Auch der Vize-Chef der Unionsfraktion im Bundestag, Michael Fuchs, hat sich für Pilotprojekte ausgesprochen. „Fracking kann uns eine riesige Chance bieten, in großem Stil unabhängig von russischem Gas zu werden“, wird Fuchs in der „Rheinischen Post“ zitiert. „Wir brauchen so schnell wie möglich mehr Pilotprojekte, um das Potenzial von Fracking einschätzen zu können“, meint der CDU-Politiker. Auch der SPD-Spitzenkandidat für die Kommunalwahl in Düsseldorf, Thomas Geisel, spricht sich für einen Versuchsbetrieb aus. Manche Regionalpolitiker an Rhein und Ruhr sehen im Fracking eine Chance, weil bergmännisches Know-How in Nordrhein-Westfalen angesiedelt ist.

Gegenwärtig gibt es für das sogenannte unkonventionelle Fracking – bei dem unter hohem Druck ein Gemisch aus Chemikalien und Wasser in den Boden gepresst wird, um Erdgas zu fördern – in Deutschland eine Art Moratorium. Im Koalitionsvertrag von Union und SPD wird Fracking als eine „Technologie mit erheblichem Risikopotenzial“ eingestuft. Allerdings lässt der Vertrag eine Hintertür offen: Das Verfahren kann weiter erforscht werden. Nach Informationen unserer Zeitung arbeiten das Wirtschafts- und das Umweltministerium an einem Gesetzentwurf zum Bergbaurecht. Damit sollen die Regeln sowohl für die herkömmliche Erdgasförderung als für die unkonventionelle Fracking-Methode präzisiert werden. Die Ministerien wollen das Papier im Sommer vorlegen.

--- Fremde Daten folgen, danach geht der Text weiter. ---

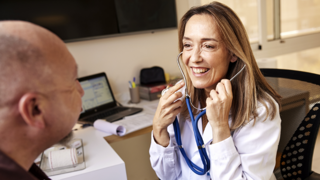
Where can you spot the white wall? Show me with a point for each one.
(122, 57)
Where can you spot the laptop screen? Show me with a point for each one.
(96, 93)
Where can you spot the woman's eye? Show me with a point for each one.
(186, 45)
(209, 46)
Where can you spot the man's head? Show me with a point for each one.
(40, 97)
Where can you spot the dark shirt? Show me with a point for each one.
(9, 169)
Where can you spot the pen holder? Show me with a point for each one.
(134, 95)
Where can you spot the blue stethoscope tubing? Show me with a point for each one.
(201, 147)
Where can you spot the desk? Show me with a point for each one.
(102, 162)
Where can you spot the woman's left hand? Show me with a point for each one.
(218, 107)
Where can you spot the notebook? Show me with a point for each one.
(98, 101)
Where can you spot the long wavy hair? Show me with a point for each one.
(250, 86)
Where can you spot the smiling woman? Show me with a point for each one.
(241, 128)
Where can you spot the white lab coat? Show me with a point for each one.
(250, 153)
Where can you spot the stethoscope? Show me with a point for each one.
(201, 146)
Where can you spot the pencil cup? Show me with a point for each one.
(134, 95)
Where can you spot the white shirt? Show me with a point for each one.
(250, 153)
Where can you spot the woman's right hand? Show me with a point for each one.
(166, 112)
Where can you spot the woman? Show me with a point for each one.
(241, 128)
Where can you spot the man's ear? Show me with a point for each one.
(234, 58)
(30, 108)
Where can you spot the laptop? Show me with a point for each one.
(98, 101)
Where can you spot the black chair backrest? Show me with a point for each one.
(296, 159)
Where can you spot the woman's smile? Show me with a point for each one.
(199, 71)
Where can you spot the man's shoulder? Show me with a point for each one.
(9, 169)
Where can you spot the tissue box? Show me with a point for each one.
(151, 92)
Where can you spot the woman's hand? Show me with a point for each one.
(166, 112)
(218, 107)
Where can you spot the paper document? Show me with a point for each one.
(135, 122)
(125, 126)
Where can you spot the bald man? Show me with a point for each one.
(40, 96)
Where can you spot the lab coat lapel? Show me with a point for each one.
(207, 134)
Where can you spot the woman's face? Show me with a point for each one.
(206, 58)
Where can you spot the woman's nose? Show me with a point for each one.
(196, 55)
(80, 89)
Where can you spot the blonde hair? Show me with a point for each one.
(250, 86)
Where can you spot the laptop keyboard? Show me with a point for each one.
(105, 114)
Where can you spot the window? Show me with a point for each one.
(277, 27)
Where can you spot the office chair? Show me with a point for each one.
(296, 157)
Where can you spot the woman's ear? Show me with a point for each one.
(234, 58)
(30, 108)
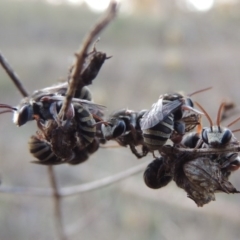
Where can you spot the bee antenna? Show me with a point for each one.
(199, 126)
(202, 90)
(236, 120)
(206, 114)
(236, 130)
(220, 110)
(6, 111)
(10, 108)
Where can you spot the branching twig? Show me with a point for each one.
(70, 191)
(13, 76)
(75, 79)
(52, 177)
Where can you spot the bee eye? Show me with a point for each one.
(189, 102)
(205, 136)
(119, 129)
(24, 115)
(226, 137)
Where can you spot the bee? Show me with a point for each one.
(44, 104)
(157, 174)
(216, 137)
(61, 135)
(124, 127)
(166, 118)
(41, 149)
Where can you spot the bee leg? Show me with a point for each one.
(135, 152)
(199, 143)
(231, 164)
(54, 113)
(69, 116)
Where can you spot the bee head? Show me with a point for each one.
(23, 114)
(215, 135)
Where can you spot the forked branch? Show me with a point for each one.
(75, 77)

Teile der Energie-Industrie haben die Hoffnung auf die Gasförderung aus Schiefergestein noch nicht aufgegeben. So hat Exxon vor wenigen Tagen eine sogenannte Aufsuchsgenehmigung für ein Erdgasfeld im Münsterland bekommen. Damit darf der Konzern zwar kein Fracking betreiben, kann aber das Feld erkunden. Für Aufregung sorgt gegenwärtig auch eine Erkundungslizenz für die britische Firma Rose Petroleum in der Oberpfalz. Laut örtlichen Medienberichten hatte das Unternehmen zunächst auch von „unkonventionellen Methoden“ bei der Untersuchung gesprochen, korrigierte sich aber später.

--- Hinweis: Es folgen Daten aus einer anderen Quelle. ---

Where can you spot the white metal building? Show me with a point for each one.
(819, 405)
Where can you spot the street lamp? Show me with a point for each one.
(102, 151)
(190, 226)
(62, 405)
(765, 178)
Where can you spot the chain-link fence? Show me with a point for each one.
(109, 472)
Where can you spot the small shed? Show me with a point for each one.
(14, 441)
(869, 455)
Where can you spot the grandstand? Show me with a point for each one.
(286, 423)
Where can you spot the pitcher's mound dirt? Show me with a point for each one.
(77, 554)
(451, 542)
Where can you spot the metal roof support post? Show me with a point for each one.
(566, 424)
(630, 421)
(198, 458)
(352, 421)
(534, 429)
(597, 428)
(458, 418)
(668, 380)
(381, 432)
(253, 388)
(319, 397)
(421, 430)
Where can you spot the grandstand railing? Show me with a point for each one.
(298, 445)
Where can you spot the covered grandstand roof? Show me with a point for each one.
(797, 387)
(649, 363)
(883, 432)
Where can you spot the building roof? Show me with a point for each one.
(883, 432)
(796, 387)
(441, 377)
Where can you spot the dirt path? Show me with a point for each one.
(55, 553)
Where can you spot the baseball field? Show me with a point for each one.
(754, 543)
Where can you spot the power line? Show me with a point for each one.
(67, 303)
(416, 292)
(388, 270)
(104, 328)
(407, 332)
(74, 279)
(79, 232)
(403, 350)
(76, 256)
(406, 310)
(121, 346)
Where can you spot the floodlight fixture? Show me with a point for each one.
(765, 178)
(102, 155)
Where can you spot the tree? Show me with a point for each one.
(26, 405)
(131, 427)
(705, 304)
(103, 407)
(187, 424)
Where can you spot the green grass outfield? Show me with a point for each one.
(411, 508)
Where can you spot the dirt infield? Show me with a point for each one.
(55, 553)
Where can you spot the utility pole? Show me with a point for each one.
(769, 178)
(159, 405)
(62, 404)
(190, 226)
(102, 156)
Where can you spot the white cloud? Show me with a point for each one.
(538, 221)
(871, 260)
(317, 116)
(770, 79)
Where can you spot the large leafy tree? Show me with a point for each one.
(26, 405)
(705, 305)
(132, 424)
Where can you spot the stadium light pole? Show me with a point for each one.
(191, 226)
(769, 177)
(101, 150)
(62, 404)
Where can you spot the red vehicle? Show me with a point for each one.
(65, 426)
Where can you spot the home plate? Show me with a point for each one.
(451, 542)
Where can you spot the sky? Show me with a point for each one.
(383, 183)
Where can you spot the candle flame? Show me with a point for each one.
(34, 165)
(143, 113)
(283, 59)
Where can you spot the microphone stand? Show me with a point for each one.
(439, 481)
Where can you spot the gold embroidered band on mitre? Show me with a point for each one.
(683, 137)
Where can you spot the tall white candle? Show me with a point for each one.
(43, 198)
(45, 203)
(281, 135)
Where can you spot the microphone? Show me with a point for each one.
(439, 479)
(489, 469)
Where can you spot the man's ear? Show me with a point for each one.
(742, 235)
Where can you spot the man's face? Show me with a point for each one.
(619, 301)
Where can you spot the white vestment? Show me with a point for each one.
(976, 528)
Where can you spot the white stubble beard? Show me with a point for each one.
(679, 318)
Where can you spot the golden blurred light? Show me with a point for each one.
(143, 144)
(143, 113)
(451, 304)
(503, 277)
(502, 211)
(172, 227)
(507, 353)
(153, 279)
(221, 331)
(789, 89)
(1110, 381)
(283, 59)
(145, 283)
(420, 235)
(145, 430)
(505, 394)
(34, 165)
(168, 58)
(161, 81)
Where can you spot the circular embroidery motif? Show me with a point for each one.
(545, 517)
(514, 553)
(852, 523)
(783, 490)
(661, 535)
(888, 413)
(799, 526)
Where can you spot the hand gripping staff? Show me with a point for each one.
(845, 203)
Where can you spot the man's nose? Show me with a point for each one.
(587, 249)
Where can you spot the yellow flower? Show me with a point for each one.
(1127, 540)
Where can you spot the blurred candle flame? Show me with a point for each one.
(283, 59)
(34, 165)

„Ich sehe die Entwicklung im Moment sehr, sehr skeptisch“, sagt der CDU-Bundestagsabgeordnete Andreas Mattfeldt. Für den Fracking-Kritiker aus Langwedel wird die Diskussion um die Energiesicherheit missbraucht, um Fracking schönzureden. So sei es unverständlich, dass in der momentanen Lage eine Erdöl- und Gas- Fördertochter wie RWEDea an einen russischen Oligarchen verkauft werde. „Wir können nicht nach Sanktionen rufen und dann solch ein Unternehmer verkaufen“, kritisiert Mattfeldt. Für die SPD-Bundestagsabgeordnete Christina Jantz ist der Konflikt zwischen EU und Russland „kein Grund, dem Fracking eine weitere Chance zu geben“. Vielmehr solle die Energiewende vorangetrieben werden, um die Eigenversorgung zu verbessern, betont die SPD-Politikerin aus dem Wahlkreis Osterholz-Verden.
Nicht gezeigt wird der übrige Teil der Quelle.